I tried implementing the suggestion¹ with the test case

String("Doubles -1.0, 0, 1, 1.12345 and 2.50")

Which should return

[-1, 0, 1, 1.12345, 2.50]:

import java.util.Scanner;
import java.util.ArrayList;
import java.util.Locale;
public class Main
{
    public static void main(String[] args) {
        String string = new String("Doubles -1.0, 0, 1, 1.12345 and 2.50");
        System.out.println(string);
        ArrayList<Double> doubles = getDoublesFromString(string);
        System.out.println(doubles);
    }
    
    public static ArrayList<Double> getDoublesFromString(String string){
        Scanner parser = new Scanner(string);
        parser.useLocale(Locale.US);
        ArrayList<Double> doubles = new ArrayList<Double>();
        double currentDouble;
        while (parser.hasNext()){
            if(parser.hasNextDouble()){
                currentDouble = parser.nextDouble();
                doubles.add(currentDouble);
            }
            else {
                parser.next();
            }
        }
        parser.close();
        return doubles;
    }
}

Instead code above returns [1.12345, 2.5].

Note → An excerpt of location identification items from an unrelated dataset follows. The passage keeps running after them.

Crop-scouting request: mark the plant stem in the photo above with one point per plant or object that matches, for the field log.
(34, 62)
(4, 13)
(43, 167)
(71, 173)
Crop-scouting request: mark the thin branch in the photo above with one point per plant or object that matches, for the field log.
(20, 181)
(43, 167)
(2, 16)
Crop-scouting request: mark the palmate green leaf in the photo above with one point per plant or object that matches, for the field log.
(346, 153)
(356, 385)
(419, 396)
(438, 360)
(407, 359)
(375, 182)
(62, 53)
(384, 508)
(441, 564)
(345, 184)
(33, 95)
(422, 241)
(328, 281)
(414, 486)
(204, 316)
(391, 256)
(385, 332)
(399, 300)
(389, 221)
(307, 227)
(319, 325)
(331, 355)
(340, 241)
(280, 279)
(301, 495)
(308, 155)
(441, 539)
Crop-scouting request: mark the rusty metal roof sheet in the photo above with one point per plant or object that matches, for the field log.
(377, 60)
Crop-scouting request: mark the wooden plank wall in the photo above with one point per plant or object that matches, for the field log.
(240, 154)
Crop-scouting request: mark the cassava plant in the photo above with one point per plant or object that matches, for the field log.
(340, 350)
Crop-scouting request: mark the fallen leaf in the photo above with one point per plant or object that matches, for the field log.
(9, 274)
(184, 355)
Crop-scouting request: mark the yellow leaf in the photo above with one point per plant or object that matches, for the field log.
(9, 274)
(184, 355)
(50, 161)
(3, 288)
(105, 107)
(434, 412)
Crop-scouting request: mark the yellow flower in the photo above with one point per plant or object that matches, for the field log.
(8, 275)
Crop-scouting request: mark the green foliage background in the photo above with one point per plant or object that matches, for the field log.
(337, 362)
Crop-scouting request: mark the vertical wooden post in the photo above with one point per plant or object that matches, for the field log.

Did I implement it wrong? What's the fix for catching negative and 0's?

The problem are `,` in your string. By default the scanner will split the string on whitespace. Therefore, the first three doubles are read as `-1.0,`, `0,` and `1,`. The comma prevent those from being seen as double by the scanner. — Turamarth, May 31 '22 at 07:20
@Turamarth I didn't know that. Thanks a lot! I used comma on the test case on purpose as in some languages (such as portuguese) comma is the separator for doubles, and the purposed solution used `Locale.US` so I was trying to test it as well. It will be hard to build something "universal" using scanner then, I'll keep up with the regex solution provided by Tim — nluizsoliveira, May 31 '22 at 07:28

Tim Biegeleisen · Accepted Answer · 2022-05-31T07:27:20.773

5

I would use a regex find all approach here:

String string = new String("Doubles -1.0, 0, 1, 1.12345 and 2.50");
List<String> nums = new ArrayList<>();

String pattern = "-?\\d+(?:\\.\\d+)?";
Pattern r = Pattern.compile(pattern);
Matcher m = r.matcher(string);

while (m.find()) {
    nums.add(m.group());
}

System.out.println(nums);  // [-1.0, 0, 1, 1.12345, 2.50]

By the way, your question makes use of the String constructor, which is seldom used, but is interesting to see, especially for those of us who never use it.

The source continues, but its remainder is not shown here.